查看log没有明显的ERROR,但存在类似以下描述的日志 2012-05-16 13:08:20,876 INFO org.apache.hadoop.yarn.server.nodemanager.NodeStatusUpdaterImpl:  Sending out status for container: container_id {, app_attempt_id {, application_id {, id: 18, cluster_timestamp: 1337134318909, },  attemptId: 1, }, id: 6, }, state: C_COMPLETE, diagnostics: "Container [pid=15641,containerID=container_1337134318909_0018_01_000006]  is running beyond virtual memory limits. Current usage: 32.1mb of 1.0gb physical memory used; 6.2gb of 2.1gb virtual memory used.  Killing container.\nDump of the process-tree for container_1337134318909_0018_01_000006 :\n\t|- PID PPID PGRPID  SESSID CMD_NAME USER_MODE_TIME(MILLIS) SYSTEM_TIME(MILLIS) VMEM_USAGE(BYTES) RSSMEM_USAGE(PAGES) FULL_CMD_LINE\n\t|  - 15641 26354 15641 15641 (java) 36 2 6686339072 8207 /home/zhouchen.zm/jdk1.6.0_23/bin/java   原因: 该错误是YARN的虚拟内存计算方式导致,上例中用户程序申请的内存为1Gb,YARN根据此值乘以一个比例(默认为2.1)得出申请的虚拟内存的值, 当YARN计算的用户程序所需虚拟内存值大于计算出来的值时,就会报出以上错误。调节比例值可以解决该问题。具体参数为:yarn-site.xml中的yarn.nodemanager.vmem-pmem-ratio

------QIN XIAO YAN -------------- <!-- Site specific YARN configuration properties -->

<!-- Site specific YARN configuration properties -->
<property>
<description>The hostname of the RM.</description>
<name>yarn.resourcemanager.hostname</name>
<value>qxy1</value>
</property>
<property>
<description>The address of the applications manager interface in the RM.</description>
<name>yarn.resourcemanager.address</name>
<value>${yarn.resourcemanager.hostname}:8032</value>
</property>
<property>
<description>List of directories to store localized files in. An
application's localized file directory will be found in:
${yarn.nodemanager.local-dirs}/usercache/${user}/appcache/application_${appid}.

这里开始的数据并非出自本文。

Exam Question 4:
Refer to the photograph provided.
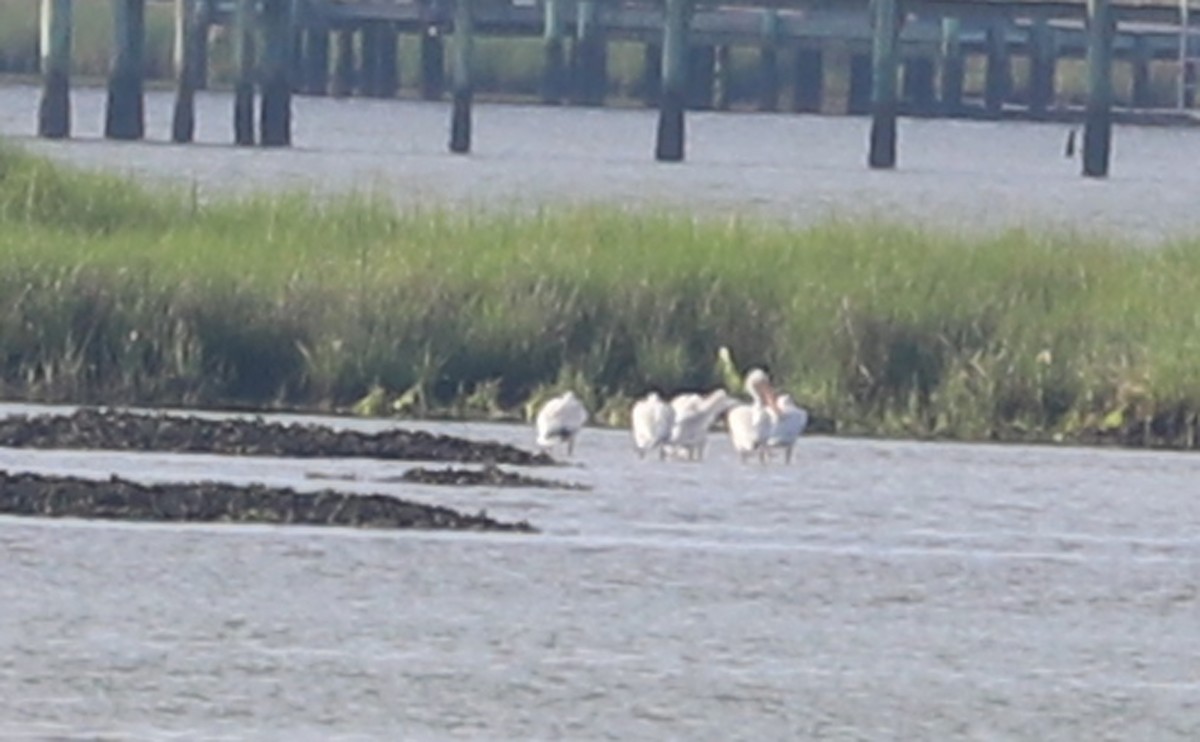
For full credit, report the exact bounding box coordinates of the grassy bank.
[0,148,1200,444]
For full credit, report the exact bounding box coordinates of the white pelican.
[536,391,588,456]
[725,369,778,461]
[629,391,674,459]
[767,394,809,463]
[667,389,732,461]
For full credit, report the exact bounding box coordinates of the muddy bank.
[0,471,535,533]
[0,408,553,466]
[305,463,592,490]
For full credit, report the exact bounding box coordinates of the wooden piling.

Individual containers' work directories, called container_${contid}, will
be subdirectories of this.
</description>
<name>yarn.nodemanager.local-dirs</name>
<value>${hadoop.tmp.dir}/nm-local-dir</value>
</property> <property>
<description>Amount of physical memory, in MB, that can be allocated
for containers.</description>
<name>yarn.nodemanager.resource.memory-mb</name>
<value>4096</value>
</property> <property>
<description>Ratio between virtual memory to physical memory when
setting memory limits for containers. Container allocations are
expressed in terms of physical memory, and virtual memory usage
is allowed to exceed this allocation by this ratio.
</description>
<name>yarn.nodemanager.vmem-pmem-ratio</name>
<value>2.1</value>
</property> <property>
<description>Number of vcores that can be allocated
for containers. This is used by the RM scheduler when allocating
resources for containers. This is not used to limit the number of
physical cores used by YARN containers.</description>
<name>yarn.nodemanager.resource.cpu-vcores</name>
<value>8</value>
</property> <property>
<description>The class to use as the resource scheduler.</description>
<name>yarn.resourcemanager.scheduler.class</name>
<value>org.apache.hadoop.yarn.server.resourcemanager.scheduler.capacity.CapacityScheduler</value>
</property> <property>
<description>The minimum allocation for every container request at the RM,
in MBs. Memory requests lower than this will throw a
InvalidResourceRequestException.</description>
<name>yarn.scheduler.minimum-allocation-mb</name>
<value>2048</value>
</property> <property>
<description>The maximum allocation for every container request at the RM,
in MBs. Memory requests higher than this will throw a
InvalidResourceRequestException.</description>
<name>yarn.scheduler.maximum-allocation-mb</name>
<value>4096</value>
</property> <property>
<description>Path to file with nodes to include.</description>
<name>yarn.resourcemanager.nodes.include-path</name>
<value></value>
</property> <property>
<description>
Where to store container logs. An application's localized log directory
will be found in ${yarn.nodemanager.log-dirs}/application_${appid}.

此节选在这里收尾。